A Byzantine Interpretation of the Dream of Nebuchadnezzar

Image of the Dream of Nebuchadnezzar, with an inscribed stone smashing the feet of the statue that says "Logos", which refers to the coming of Christ.
The Book of Daniel is an eschatological text (some believe it to be a 2nd century Hellenistic text) that contains the well-known dream of King Nebuchadnezzar with the statue of which each part is made of a different metal and symbolizes/prophesies five kingdoms or periods of rule.

The value of the metal gradually decreases from the first to the fifth Kingdom. The head of Gold (Babylon), body of Silver (Persians), thighs of Bronze (Hellenic civilization), which presumably means the legs of iron is Roman Civilization.

Regarding the fifth Kingdom, which are the feet of the statue and are made of a fragile mixture of iron and clay, opinions differ.

So let's focus on the Byzantines/Romans and specifically on Kosmas Indicopleustes (+ 550) who lived during the reign of Justinian, a time when the Roman Empire is still powerful and seems impossible to lose.

Kosmas is therefore not convinced that Rome is the decadent kingdom made of iron, and rightly so if one considers the conquests of Belisarius, Narses and Liberius.

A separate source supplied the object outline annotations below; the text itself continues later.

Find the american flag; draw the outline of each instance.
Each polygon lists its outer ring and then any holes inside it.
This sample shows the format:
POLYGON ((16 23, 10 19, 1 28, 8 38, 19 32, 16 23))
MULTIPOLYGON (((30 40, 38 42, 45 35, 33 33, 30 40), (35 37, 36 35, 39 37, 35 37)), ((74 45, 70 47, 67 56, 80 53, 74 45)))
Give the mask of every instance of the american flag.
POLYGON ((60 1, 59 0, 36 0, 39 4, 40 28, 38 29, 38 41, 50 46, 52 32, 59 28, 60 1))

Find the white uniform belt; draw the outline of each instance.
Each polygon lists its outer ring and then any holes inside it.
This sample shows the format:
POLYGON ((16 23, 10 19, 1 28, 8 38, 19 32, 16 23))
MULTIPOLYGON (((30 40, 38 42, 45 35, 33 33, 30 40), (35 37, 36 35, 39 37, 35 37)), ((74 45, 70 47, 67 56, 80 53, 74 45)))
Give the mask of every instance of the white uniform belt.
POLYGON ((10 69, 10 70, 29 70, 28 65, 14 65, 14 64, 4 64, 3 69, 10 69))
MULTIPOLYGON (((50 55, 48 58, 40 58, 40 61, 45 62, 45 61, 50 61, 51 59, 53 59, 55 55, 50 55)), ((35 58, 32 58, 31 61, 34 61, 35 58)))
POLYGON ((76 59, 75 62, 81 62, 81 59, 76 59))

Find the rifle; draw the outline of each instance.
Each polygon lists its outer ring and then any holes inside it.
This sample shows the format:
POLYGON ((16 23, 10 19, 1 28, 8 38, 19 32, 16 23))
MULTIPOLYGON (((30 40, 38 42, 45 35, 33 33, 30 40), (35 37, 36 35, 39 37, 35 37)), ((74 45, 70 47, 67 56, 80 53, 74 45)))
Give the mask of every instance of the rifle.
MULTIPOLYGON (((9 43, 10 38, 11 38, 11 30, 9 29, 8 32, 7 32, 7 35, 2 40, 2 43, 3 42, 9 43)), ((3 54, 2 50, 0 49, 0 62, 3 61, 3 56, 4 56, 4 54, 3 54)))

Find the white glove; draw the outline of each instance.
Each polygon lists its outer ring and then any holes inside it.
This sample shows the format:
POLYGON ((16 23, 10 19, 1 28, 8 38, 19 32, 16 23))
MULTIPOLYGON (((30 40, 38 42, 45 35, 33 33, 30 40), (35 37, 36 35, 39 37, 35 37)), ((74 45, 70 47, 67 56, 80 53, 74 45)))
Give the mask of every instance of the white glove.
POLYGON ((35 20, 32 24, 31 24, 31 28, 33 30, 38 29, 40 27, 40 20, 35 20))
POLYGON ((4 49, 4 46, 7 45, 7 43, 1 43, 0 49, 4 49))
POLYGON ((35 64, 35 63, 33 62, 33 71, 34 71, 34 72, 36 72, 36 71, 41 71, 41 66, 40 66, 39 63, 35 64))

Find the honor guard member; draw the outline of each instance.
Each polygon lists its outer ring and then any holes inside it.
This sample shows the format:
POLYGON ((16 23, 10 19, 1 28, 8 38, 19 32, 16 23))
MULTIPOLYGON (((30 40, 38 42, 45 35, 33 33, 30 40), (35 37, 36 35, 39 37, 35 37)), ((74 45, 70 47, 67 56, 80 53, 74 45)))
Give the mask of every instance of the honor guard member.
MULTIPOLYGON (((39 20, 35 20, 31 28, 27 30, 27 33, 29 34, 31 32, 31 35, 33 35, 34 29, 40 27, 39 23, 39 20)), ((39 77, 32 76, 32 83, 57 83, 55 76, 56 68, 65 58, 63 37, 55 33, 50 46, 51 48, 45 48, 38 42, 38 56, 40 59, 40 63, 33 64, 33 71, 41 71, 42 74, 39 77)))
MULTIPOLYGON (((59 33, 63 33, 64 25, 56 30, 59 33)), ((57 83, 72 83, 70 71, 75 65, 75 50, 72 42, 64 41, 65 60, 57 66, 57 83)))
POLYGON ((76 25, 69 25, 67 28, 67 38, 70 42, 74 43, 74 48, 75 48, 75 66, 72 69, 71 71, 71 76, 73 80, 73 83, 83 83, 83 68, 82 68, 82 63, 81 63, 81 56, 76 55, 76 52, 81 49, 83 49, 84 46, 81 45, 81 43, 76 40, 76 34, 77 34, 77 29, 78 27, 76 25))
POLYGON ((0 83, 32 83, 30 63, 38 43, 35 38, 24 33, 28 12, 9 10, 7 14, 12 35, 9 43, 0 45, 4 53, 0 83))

We are talking about an era where the entire reconstitution of the Roman Empire is visible, including its western part.

Kosmas therefore interprets the dream as follows: Babylon (Gold), Media (Silver), Persia (Bronze), Alexander the Great (Iron), and the Diadochi (Iron with Clay).

The Diadochi ("Successors") were the rival generals, families, and friends of Alexander the Great who fought for control over his empire after his death in 323 BC.

Kosmas' analysis makes sense because the time of the Diadochi was indeed a completely unstable time, and secondly it is also a hint that the reign of the Romans (Byzantine Empire/Romania) would continue to exist until the end of time.